The blogosphere has gone a bit crazy the last few days with posts responding to Joel Spolsky’s latest article about "The Duct Tape Programmer". Bloggers everywhere are tossing their two cents in and saying what parts of Joel's post was good and what wasn't good. Once noticeable trend is that many have jumped on the "just ship it" bandwagon.
There’s a quote mentioned by Jamie Zawinski in the article:
“Yeah,” he says, “At the end of the day, ship the f---ing thing! It’s great to rewrite your code and make it cleaner and by the third time it’ll actually be pretty. But that’s not the point—you’re not here to write code; you’re here to ship products.”
I don't know Jamie and I imagine the context that the comment was made in was based around some pre-existing level of candor with the person he was speaking. We really don’t know what “…ship the f---ing thing” means in the context of that conversation and what level of quality is expected in that scenario. I would agree with Joel/Jamie that shipping products is important and that often developers (myself included) run the risk of becoming too entrenched in a design or beauty and all too easily miss the point of developing software...which is to ship a product that adds value. However...”shipping” is only part of the picture. As someone responsible for the value of the product my team ships, I’m keenly aware of what affects shipping early can do (both the positive and negative).
I'm reading a lot where people say "just ship it" but I've been part of teams where shipping too soon costs more money in the long run (and sometimes not even “the long run” but a few days/weeks down the road). These pro “ship it” bloggers surely must be talking about non-critical business systems when we say "just ship it"; would you want to ride on a plane where the flight control systems were sent out with bugs? Even a measly 1% failure rate of airplane system is unacceptable and is enormously expensive both in dollars and reputation for an airline.

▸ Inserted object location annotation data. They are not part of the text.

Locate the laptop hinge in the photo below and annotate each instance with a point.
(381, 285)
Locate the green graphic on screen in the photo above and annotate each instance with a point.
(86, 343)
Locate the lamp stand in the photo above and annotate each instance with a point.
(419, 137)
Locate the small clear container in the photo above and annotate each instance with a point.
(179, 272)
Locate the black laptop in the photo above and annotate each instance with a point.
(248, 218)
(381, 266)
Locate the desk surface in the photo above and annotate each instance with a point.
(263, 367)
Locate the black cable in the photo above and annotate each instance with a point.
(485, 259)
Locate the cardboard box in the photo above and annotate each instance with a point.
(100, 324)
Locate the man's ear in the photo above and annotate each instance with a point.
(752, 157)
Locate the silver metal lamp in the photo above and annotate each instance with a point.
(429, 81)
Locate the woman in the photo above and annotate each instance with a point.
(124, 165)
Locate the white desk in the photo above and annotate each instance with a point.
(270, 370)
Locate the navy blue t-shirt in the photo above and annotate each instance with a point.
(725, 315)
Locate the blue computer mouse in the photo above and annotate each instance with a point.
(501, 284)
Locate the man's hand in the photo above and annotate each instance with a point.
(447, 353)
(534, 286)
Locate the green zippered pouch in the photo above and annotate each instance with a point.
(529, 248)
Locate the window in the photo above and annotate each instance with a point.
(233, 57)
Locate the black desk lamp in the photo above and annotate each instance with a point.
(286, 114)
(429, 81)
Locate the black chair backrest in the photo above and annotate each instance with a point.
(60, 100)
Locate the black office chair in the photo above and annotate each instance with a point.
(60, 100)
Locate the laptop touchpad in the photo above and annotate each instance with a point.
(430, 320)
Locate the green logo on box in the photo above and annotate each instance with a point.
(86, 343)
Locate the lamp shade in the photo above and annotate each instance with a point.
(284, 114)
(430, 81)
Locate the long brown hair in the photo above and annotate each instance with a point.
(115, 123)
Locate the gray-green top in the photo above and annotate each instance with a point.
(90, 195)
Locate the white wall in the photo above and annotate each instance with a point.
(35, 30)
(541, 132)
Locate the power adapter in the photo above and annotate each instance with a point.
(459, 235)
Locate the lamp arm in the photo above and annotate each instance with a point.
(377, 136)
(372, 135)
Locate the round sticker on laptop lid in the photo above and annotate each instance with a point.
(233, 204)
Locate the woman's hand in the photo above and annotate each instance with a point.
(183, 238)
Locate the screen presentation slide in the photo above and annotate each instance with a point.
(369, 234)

The point is that shipping is the point but not the whole point, it's only one aspect of a well delivered software product. Shipping software with value is the point. Ship too soon with bugs and the value gained by shipping is potentially lost. Conversely shipping late provides no value at all. Neither lobbing a piece of crap over the wall at your customers early, nor refactoring your code till it shines is the point, neither should be considered a success. There’s a sweet spot that you need to find. Keep in close contact with your customer, if you pay attention they’ll let you know when you’ve crossed into either extreme.